Chaeron of Pellene
Chaeron (Ancient Greek: Χαίρων) was a wrestler and tyrant from Pellene, ancient Achaea.
Chaeron won at the Isthmian Games, possibly twice, and four times at the Ancient Olympic Games, between 356 BC and 344 BC. Alexander the Great made him tyrant of Pellene.[1] It is said that the people of Pellene refused to even mention Chaeron by his name.[2]

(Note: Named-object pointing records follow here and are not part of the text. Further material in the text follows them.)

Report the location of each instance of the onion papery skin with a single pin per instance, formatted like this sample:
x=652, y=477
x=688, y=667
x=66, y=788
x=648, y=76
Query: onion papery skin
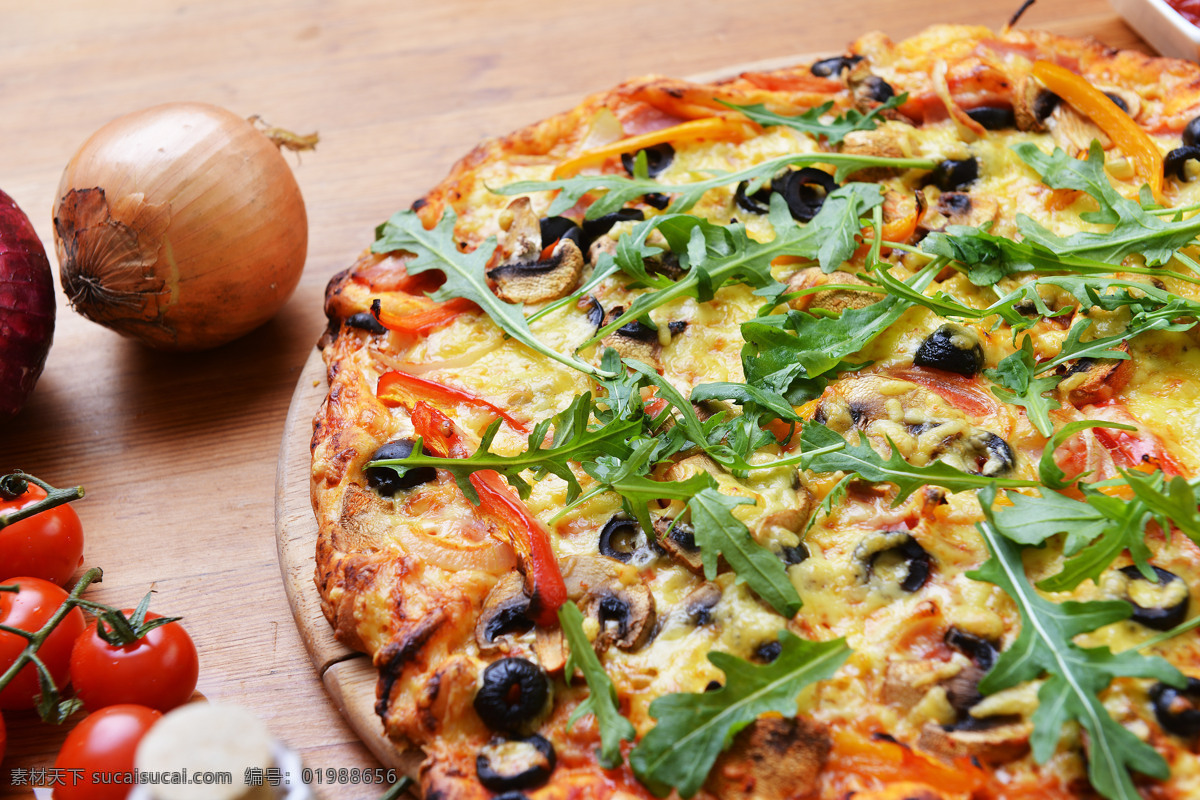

He was believed to have exiled the aristocrats of Pellene and given their wives and property to their slaves, perhaps because of his study of Plato and Xenocrates.[3][2][4]
Athenaeus states
And such now are some of the Academics, who live in a scandalous and infamous manner. For they, having by impious and unnatural means acquired vast wealth by trickery, are at present highly thought of; as Chaeron of Pellene, who was not only a pupil of Plato, but of Xenocrates also. And he too, having usurped the supreme power in his country, and having exercised it with great severity, not only banished the most virtuous men in the city, but also gave the property of the masters to their slaves, and gave their wives also to them, compelling them to receive them as their husbands; having got all these admirable ideas from that excellent Republic and those illegal Laws of Plato.[3]
References
- Pausanias Description of Greece 7.27.7
- Golden, Mark (2004). Sport in the Ancient World from A to Z. Routledge. p. 208. ISBN 9781134535958.
- Athenaeus. "The Deipnosophists, Book 11". Attalus.org. p. 509. Retrieved February 20, 2017.
- J. Dillon, The Heirs of Plato. A Study of the Old Academy (347 - 274 BC), OUP (2003), p. 14.